A. It is money that the federal government will send to taxpayers.
Q. Where will the government get this money?
A. From the taxpayers.
Q. So the government is giving me back my own money?
A. Well yeah, but only a smidgen of it.
Q. What is the purpose of this payment?
A. The plan is that you will use the money to purchase a high-definition TV set, thus stimulating the economy.
Q. But isn’t that stimulating the economy of China?
A. Shut up
This is great … and so true of the mindset of our government as a whole (both Democrats and Republicans): use smoke and mirrors to make us briefly feel better, all while failing to deal with the real problems our country is facing.

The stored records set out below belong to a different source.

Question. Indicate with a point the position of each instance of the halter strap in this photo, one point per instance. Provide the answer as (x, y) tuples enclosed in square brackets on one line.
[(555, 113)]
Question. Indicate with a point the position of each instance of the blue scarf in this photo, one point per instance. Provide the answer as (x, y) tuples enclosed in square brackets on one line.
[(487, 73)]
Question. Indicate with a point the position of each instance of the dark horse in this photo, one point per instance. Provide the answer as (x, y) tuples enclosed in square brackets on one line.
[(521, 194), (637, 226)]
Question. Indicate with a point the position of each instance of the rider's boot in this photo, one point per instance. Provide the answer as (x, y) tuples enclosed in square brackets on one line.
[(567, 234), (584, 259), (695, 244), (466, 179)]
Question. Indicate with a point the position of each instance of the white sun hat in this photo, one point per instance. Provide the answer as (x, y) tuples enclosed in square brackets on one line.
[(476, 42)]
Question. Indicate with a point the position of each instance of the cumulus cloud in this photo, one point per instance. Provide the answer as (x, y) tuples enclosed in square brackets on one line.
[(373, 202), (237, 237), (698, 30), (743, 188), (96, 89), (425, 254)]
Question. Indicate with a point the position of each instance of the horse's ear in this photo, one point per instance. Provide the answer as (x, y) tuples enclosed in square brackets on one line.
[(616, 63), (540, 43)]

Today I was fortunate enough to speak with the CEO of a publicly-held bank for a bit. It was fascinating. One thing that stood out was (paraphrased): “If foreclosures (at their highest rate since the Great Depression) stopped today, we would still feel their effect for another 12- to 18-months.” (This is due to the spiral effect of how foreclosures reach into nearly all parts of our economy.) “However,” he continued, “the rate of foreclosures is not stopping, but still increasing.”

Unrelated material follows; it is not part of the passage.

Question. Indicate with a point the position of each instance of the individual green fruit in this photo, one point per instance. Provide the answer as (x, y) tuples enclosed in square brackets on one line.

His conclusions: (1) Things will definitely get worse before they get better, and (2) This will last 2 to 3 years, minimum.
As a small business owner, I can feel it clear as day in my business, and I hear about it from many other business owners. This isn’t like the “dot com” bubble burst that sounded terrible but didn’t really affect each one of us, this is a serious economic problem.

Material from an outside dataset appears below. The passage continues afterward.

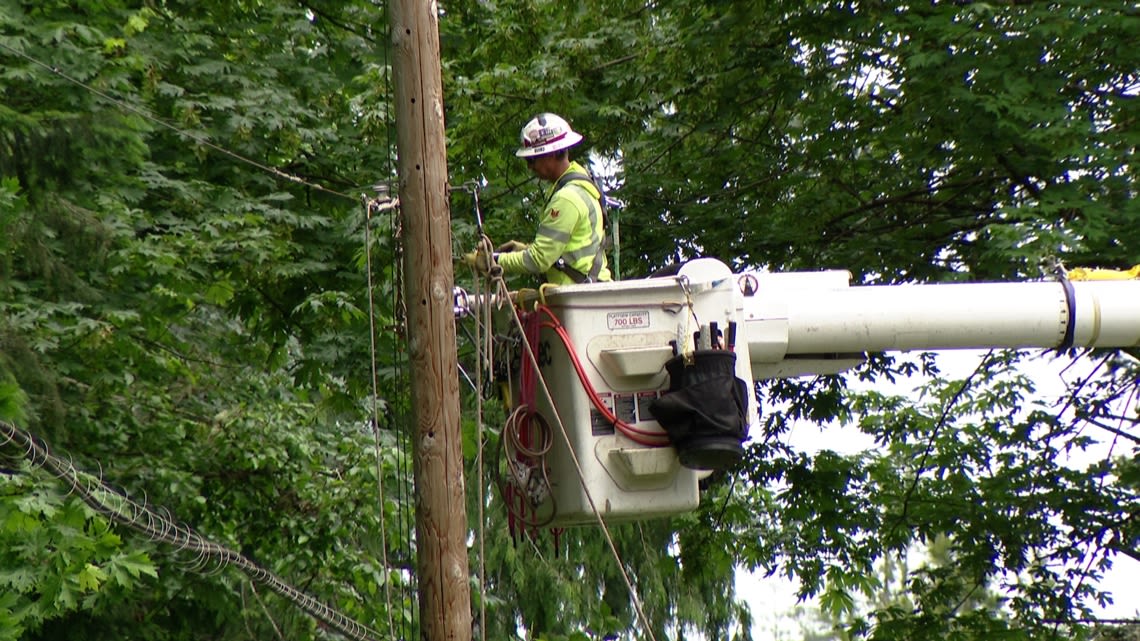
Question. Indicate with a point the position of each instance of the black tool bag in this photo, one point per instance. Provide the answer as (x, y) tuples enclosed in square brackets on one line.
[(705, 412)]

But he did offer a little good news: Foreign nations own so much of our debt (Germany, for one, owning most of our bad mortgage notes) that they can’t give up on us now, and need us to come out of this. And he also thought that inflation wouldn’t go crazy (it’s a “supply and demand” problem, and most of our supplies are going up and demand going down, causing lower prices to counteract the inflationary pressures of oil’s increases.)
The CEO suggested that we don’t make a run on the banks and take our money out, and he showed why banks are still probably the safest place to have your cash. But he did suggest that we carefully investigate what lines of business our banks have been heavily invested in. He strongly advised reconsidering leaving your money in banks which have a high percentage of their business in construction loans; mortgage securities; and/or consumer lending (importance in that order). (How to figure out if your bank is in these lines of business, I don’t yet know … but it makes sense.) These will be the banks with the most risk of failing as we slide down this economic slope which we are just now starting to feel. His take on things was fascinating, and more than I can summarize properly on this humble little photography and travel blog.
But I do know that creating (or participating in) panic will only make the slide worse for everyone. Instead, why don’t we show our “American ingenuity” and move our money into smarter places; begin to live within our means (and save!); get educated on the economy; and force our lawmakers to do the right things by writing and pressuring them to make real fixes rather than slapping on more bandaids?